Not sure what you mean by 'a sensational headline'? My use of the term or the article headline I cited? I certainly wasn't trying to sensationlise anything, I believe my statement has some validity given developments in the Eurozone currently and among the PIIGS countries in particular (Portugal, Ireland, Italy, Greece, Spain).

Other than that, I appreciate you sharing your perspective as an investor. I also don't dismiss the US situation as trivial by any means, though I think the US has a little more resiliance (for the time being) due to having a reserve currency and control over printing USD, so to speak. But again I see this as only buying time and developments in the Europe could well certainly hasten a financial crisis in US where contagious adverse impacts occur.

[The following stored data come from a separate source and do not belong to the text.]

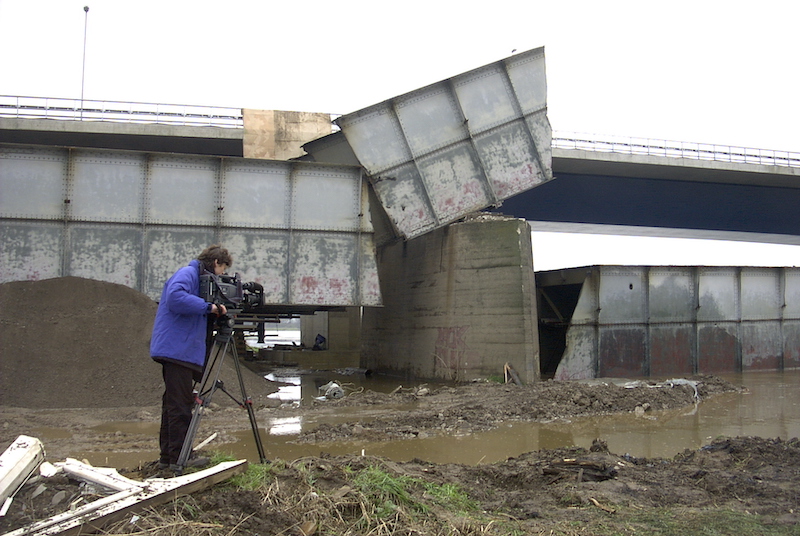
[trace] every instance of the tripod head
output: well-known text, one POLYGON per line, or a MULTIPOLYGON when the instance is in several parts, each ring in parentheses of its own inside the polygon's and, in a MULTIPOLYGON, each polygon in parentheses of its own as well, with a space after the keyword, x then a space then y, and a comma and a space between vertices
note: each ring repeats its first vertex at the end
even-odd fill
POLYGON ((241 313, 241 309, 228 309, 224 315, 219 315, 214 320, 214 326, 218 329, 231 329, 236 324, 236 315, 241 313))

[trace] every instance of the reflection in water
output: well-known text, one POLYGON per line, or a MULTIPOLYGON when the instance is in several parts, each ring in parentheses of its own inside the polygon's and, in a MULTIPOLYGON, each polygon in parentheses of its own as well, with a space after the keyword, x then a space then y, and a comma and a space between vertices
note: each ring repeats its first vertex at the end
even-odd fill
POLYGON ((270 419, 267 423, 267 431, 270 435, 299 434, 302 430, 302 417, 278 417, 270 419))
POLYGON ((303 397, 302 379, 299 375, 280 376, 272 372, 264 376, 264 379, 270 382, 281 383, 284 385, 278 386, 278 391, 267 395, 267 398, 274 398, 281 402, 293 402, 300 404, 303 397))
MULTIPOLYGON (((375 418, 380 410, 377 409, 376 413, 374 407, 331 408, 330 412, 314 412, 302 419, 270 419, 269 410, 265 410, 259 412, 258 424, 269 459, 294 460, 321 453, 359 455, 363 450, 368 455, 396 461, 419 458, 434 463, 470 465, 493 463, 533 450, 570 446, 589 448, 596 438, 606 441, 615 454, 670 458, 685 449, 697 449, 708 444, 718 436, 800 437, 800 371, 751 372, 724 378, 746 387, 748 391, 717 395, 694 406, 653 411, 641 417, 626 413, 550 423, 509 422, 495 430, 472 435, 431 435, 376 443, 291 443, 300 432, 313 430, 322 423, 337 424, 375 418)), ((275 378, 273 381, 284 383, 287 400, 298 403, 317 396, 319 386, 330 379, 329 375, 317 378, 303 375, 275 378)), ((397 386, 396 382, 385 378, 366 379, 361 376, 349 380, 359 387, 380 392, 389 392, 397 386)), ((121 430, 120 424, 110 426, 121 430)), ((157 432, 156 428, 151 428, 146 433, 157 432)), ((213 430, 207 432, 210 434, 213 430)), ((213 448, 257 462, 252 431, 242 431, 236 437, 236 443, 213 448)), ((115 453, 86 453, 82 456, 91 463, 100 464, 108 463, 111 457, 111 463, 115 466, 125 466, 124 462, 116 461, 115 453)), ((141 454, 137 456, 141 457, 141 454)))
MULTIPOLYGON (((296 459, 320 452, 367 454, 403 461, 420 458, 435 463, 492 463, 524 452, 580 446, 589 448, 596 438, 616 454, 636 457, 672 457, 697 449, 718 436, 800 437, 800 371, 747 373, 724 376, 747 388, 745 393, 717 395, 684 408, 577 418, 550 423, 508 423, 498 429, 467 436, 431 436, 404 441, 301 445, 292 436, 271 436, 268 457, 296 459)), ((349 421, 358 420, 358 413, 349 421)), ((317 417, 301 423, 311 430, 338 417, 317 417)), ((252 456, 246 451, 243 456, 252 456)))

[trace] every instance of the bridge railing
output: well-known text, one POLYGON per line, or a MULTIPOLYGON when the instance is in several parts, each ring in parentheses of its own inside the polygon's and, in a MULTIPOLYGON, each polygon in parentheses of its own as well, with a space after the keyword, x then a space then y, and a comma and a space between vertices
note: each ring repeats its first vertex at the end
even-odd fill
POLYGON ((790 151, 751 149, 747 147, 657 140, 652 138, 554 132, 553 147, 602 153, 712 160, 715 162, 732 162, 737 164, 800 167, 800 153, 790 151))
POLYGON ((0 117, 221 128, 244 125, 239 108, 5 95, 0 95, 0 117))
MULTIPOLYGON (((243 128, 240 108, 0 95, 0 117, 243 128)), ((336 116, 332 115, 331 118, 336 116)), ((338 130, 338 128, 336 129, 338 130)), ((800 153, 624 136, 554 132, 553 147, 583 151, 800 167, 800 153)))

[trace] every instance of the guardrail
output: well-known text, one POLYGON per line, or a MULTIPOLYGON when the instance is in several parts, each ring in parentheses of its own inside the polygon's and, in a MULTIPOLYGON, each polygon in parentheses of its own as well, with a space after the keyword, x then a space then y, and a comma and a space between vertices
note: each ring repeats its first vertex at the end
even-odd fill
POLYGON ((239 108, 4 95, 0 95, 0 117, 220 128, 244 126, 239 108))
MULTIPOLYGON (((0 117, 244 128, 240 108, 8 95, 0 95, 0 117)), ((552 143, 558 149, 800 167, 800 153, 711 143, 573 132, 554 132, 552 143)))
POLYGON ((554 132, 553 147, 601 153, 711 160, 736 164, 800 167, 800 153, 795 152, 750 149, 747 147, 733 147, 711 143, 657 140, 652 138, 554 132))

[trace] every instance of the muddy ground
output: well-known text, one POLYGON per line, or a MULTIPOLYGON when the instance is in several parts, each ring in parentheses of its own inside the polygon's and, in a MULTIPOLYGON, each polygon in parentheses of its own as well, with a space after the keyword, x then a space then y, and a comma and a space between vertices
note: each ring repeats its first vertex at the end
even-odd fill
MULTIPOLYGON (((18 435, 60 428, 48 439, 47 460, 74 452, 150 451, 156 438, 102 432, 108 422, 157 422, 160 378, 147 357, 155 305, 118 285, 77 278, 0 285, 0 448, 18 435), (47 303, 44 310, 34 304, 47 303), (131 378, 137 378, 132 381, 131 378)), ((611 453, 602 438, 590 450, 537 451, 478 466, 390 462, 369 456, 333 457, 330 442, 382 441, 465 434, 508 421, 558 421, 582 415, 649 412, 702 404, 737 387, 712 376, 691 384, 635 386, 542 382, 412 388, 393 394, 353 392, 339 400, 280 406, 246 373, 257 418, 296 416, 359 406, 368 417, 322 425, 296 441, 319 446, 320 456, 272 460, 263 484, 245 491, 217 485, 148 510, 115 533, 148 534, 617 534, 643 533, 641 516, 668 509, 692 518, 709 513, 758 517, 764 526, 800 528, 800 442, 797 439, 717 438, 671 459, 611 453), (250 383, 252 382, 252 383, 250 383), (403 500, 370 498, 370 471, 404 482, 403 500), (469 506, 437 499, 435 489, 463 491, 469 506), (405 502, 406 499, 408 502, 405 502), (370 512, 375 504, 385 508, 370 512), (637 517, 640 516, 640 517, 637 517), (638 526, 638 529, 637 529, 638 526)), ((245 412, 214 407, 204 428, 218 442, 249 430, 245 412)), ((155 475, 151 466, 118 468, 132 478, 155 475)), ((91 500, 86 487, 55 477, 23 487, 0 532, 91 500), (44 483, 46 490, 34 498, 44 483), (59 491, 60 501, 53 501, 59 491), (88 494, 88 495, 87 495, 88 494)), ((647 532, 644 532, 647 533, 647 532)), ((665 532, 666 533, 666 532, 665 532)))

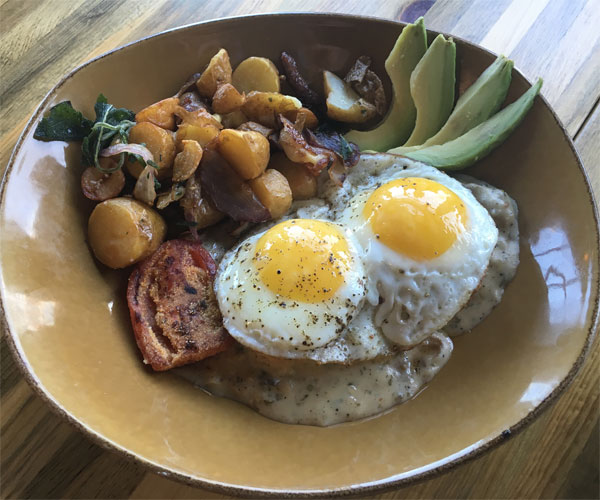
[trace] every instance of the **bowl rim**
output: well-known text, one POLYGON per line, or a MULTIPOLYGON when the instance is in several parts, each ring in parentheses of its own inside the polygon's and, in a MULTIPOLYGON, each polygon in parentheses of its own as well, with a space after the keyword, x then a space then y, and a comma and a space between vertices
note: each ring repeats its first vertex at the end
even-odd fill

By sensational i am as you pointed out referring to the term " PIIGS " , now if you do actually have any form of contact with people from those nation's and you were to use that term as a description then you would also understand that it is considered offensive.

In regards to perspective, i was and do point out the oncoming budget cuts that will fall heavy upon every u.s. tax paying citizen unlike never seen before. There is a true trend within the global economy and that trend is to downgrade the standard of living on a financial level across the world, this is no hypothetical scenario but a realistic inevitable outcome as everyone is gradually viewing the tip of the iceberg concerning almost all of the european nations and the u.s. or the u.k. will not be excluded based on how the markets have been tweaking. In short, we are all living in a bubble economy.